Prese le redini della Fiat direttamente dalle mani del fondatore, il nonno Giovanni. Guidò l’azienda da vero sovrano sabaudo, ma che nella vita sopportò anche dolori atroci. Nato a Torino il 12 marzo 1921, figlio di Edoardo Agnelli e di Virginia Bourbon del Monte dei Principi di San Faustino, Gianni Agnelli era il secondo dei sette figli della coppia. Fu anche sindaco di Villar Perosa, alle porte di Torino, per 35 anni. Perse il padre a soli 14 anni, nel 1935, in un grave incidente. Il 14 luglio Edoardo stava rientrando da Forte dei Marmi con l’idrovolante del padre, un Savoia-Marchetti S.80 pilotato dall’asso dell’aviazione Arturo Ferrarin, diretto a Genova per poi raggiungere Torino in treno, ma durante l’ammaraggio all’idroscalo i galleggianti del velivolo urtarono un tronco vagante sullo specchio d’acqua e il mezzo si ribaltò. Il pilota ed Edoardo rimasero illesi, ma quest’ultimo si alzò in piedi nell’abitacolo, posto sotto al motore montato su una gondola, e morì colpito alla nuca dall’elica rimasta in movimento.
Dopo questa tragedia, Gianni Agnelli fu designato erede dell’impero già a 14 anni, entrando in azienda a 22 anni. E da quel giorno, per tutti, fu l’Avvocato. Però, la responsabilità della gestione fu affidata a Vittorio Valletta, braccio destro del nonno. Furono per lui anni di un’altra tragedia (la morte della madre in un incidente stradale il 30 novembre 1945) e di crescita. Ma anche gli anni del grave incidente d’auto, avvenuto nel 1952 (da Torino a Monte Carlo si schiantò contro un autocarro rimanendo claudicante per tutta la vita), e del matrimonio con Marella Cacciolo, nel 1953, da cui nacquero Edoardo e Margherita. E proprio il figlio Edoardo gli diede un altro tragico dolore, suicidandosi il 15 novembre 2000. Tre anni prima perse il nipote Giovanni “Giovannino” Alberto, figlio del fratello Umberto Agnelli, erede designato, per un male incurabile.

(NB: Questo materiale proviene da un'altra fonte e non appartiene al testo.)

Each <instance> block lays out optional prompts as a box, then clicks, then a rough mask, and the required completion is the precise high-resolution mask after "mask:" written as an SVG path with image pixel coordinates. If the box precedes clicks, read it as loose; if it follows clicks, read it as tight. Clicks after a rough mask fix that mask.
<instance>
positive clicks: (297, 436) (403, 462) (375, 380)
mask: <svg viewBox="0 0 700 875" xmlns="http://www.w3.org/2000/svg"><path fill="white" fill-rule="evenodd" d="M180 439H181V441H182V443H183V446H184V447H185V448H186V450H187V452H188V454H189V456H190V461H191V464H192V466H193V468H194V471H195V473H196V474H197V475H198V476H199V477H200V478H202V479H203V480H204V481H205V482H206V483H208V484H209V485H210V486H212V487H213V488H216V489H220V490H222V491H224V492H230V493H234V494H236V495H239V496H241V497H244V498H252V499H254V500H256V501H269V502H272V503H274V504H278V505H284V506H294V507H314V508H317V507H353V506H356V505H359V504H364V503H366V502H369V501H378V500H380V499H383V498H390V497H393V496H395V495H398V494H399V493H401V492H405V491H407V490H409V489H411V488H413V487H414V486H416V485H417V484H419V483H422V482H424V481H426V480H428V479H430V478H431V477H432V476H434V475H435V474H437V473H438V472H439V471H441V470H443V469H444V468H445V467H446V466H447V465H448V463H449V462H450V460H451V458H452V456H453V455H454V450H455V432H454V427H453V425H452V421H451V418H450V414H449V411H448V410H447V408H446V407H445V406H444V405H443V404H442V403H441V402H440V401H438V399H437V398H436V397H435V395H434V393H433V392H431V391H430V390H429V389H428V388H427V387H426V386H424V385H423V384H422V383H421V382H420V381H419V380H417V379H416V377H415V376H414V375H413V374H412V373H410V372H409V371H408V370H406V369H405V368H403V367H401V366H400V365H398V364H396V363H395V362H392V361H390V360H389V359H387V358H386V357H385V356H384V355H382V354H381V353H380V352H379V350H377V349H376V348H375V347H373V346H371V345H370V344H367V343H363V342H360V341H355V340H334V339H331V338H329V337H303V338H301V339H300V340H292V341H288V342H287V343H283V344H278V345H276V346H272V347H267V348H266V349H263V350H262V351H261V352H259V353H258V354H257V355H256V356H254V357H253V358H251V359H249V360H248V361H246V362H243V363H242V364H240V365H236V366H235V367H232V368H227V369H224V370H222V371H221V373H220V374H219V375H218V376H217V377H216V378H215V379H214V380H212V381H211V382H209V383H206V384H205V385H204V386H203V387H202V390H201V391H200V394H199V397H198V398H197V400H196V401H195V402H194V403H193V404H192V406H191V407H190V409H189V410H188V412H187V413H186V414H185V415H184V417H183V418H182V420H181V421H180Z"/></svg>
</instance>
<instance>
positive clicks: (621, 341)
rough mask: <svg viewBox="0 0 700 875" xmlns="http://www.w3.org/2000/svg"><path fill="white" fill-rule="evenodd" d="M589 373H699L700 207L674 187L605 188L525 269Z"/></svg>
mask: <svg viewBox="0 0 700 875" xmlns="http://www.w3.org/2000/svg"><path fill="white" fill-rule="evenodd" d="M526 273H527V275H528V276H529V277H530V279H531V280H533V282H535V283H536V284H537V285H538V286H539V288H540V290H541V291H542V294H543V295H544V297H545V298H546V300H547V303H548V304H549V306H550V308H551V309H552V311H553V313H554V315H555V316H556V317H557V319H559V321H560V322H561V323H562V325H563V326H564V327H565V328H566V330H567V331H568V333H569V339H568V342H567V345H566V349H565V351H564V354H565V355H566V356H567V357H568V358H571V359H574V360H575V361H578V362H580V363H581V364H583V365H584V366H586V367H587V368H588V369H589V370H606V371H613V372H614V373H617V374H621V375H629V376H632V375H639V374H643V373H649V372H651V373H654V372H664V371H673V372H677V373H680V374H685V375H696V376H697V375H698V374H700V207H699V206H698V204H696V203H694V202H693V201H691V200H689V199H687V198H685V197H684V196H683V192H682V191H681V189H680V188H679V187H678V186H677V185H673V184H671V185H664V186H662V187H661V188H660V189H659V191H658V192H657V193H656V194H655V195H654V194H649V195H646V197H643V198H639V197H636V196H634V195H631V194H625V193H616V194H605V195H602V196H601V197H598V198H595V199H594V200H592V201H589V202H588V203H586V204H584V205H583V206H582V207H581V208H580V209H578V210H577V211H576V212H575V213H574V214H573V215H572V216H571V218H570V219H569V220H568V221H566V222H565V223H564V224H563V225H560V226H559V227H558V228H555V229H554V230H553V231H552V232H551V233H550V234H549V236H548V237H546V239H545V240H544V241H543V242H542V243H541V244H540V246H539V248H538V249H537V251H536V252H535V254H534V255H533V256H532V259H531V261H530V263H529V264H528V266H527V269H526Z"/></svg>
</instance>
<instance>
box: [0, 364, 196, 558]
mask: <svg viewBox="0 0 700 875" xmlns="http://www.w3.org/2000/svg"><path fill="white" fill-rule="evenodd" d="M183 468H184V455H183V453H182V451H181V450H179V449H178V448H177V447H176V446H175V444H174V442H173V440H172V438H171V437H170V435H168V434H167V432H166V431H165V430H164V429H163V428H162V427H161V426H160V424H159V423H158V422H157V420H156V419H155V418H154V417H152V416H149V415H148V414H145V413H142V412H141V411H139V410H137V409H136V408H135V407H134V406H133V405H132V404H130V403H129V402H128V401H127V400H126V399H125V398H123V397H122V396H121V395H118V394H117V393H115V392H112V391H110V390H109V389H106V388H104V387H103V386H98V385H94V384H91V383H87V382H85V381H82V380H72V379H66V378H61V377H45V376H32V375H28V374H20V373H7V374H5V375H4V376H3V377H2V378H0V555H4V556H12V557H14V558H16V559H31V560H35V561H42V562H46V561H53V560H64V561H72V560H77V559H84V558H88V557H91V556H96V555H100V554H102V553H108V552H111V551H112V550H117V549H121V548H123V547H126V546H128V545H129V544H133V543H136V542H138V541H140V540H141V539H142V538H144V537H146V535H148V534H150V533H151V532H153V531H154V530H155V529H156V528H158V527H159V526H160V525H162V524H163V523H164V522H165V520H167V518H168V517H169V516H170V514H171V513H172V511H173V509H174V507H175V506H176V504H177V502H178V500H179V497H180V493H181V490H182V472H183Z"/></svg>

Quando Gianni Agnelli assunse la presidenza della Fiat, nell’aprile 1966 all’età di 40 anni, l’azienda di famiglia era già la più importante e solida impresa italiana. L’Avvocato viene considerato un uomo sì irrequieto, ma anche elegante e raffinato, amante delle feste, dello yacht e delle belle donne. Con tante passioni: la pittura, la Juventus (che non vide mai in B) e la Ferrari. La sua ironia e le sue battute sono ancora oggi ricordate. Come resta celebre, quando gli venne affidata dagli imprenditori la guida di Confindustria tra il 1974 e il 1976, la storica intesa per il punto unico di contingenza con la Cgil di Luciano Lama. Politicamente, invece, non si schierò mai (“Il mio cuore batte repubblicano”, si sbilanciò), ma arrivò in Parlamento nel 1991, nominato senatore a vita dall’allora presidente della Repubblica Francesco Cossiga. Infine, celebre anche quando pilotò l’ingresso dei libici di Gheddafi nel capitale della Fiat. Per l’azienda di famiglia è una svolta decisiva. Vent’anni dopo in Italia è cambiato tutto. La Fiat resiste e oggi fa parte del gruppo olandese Stellantis.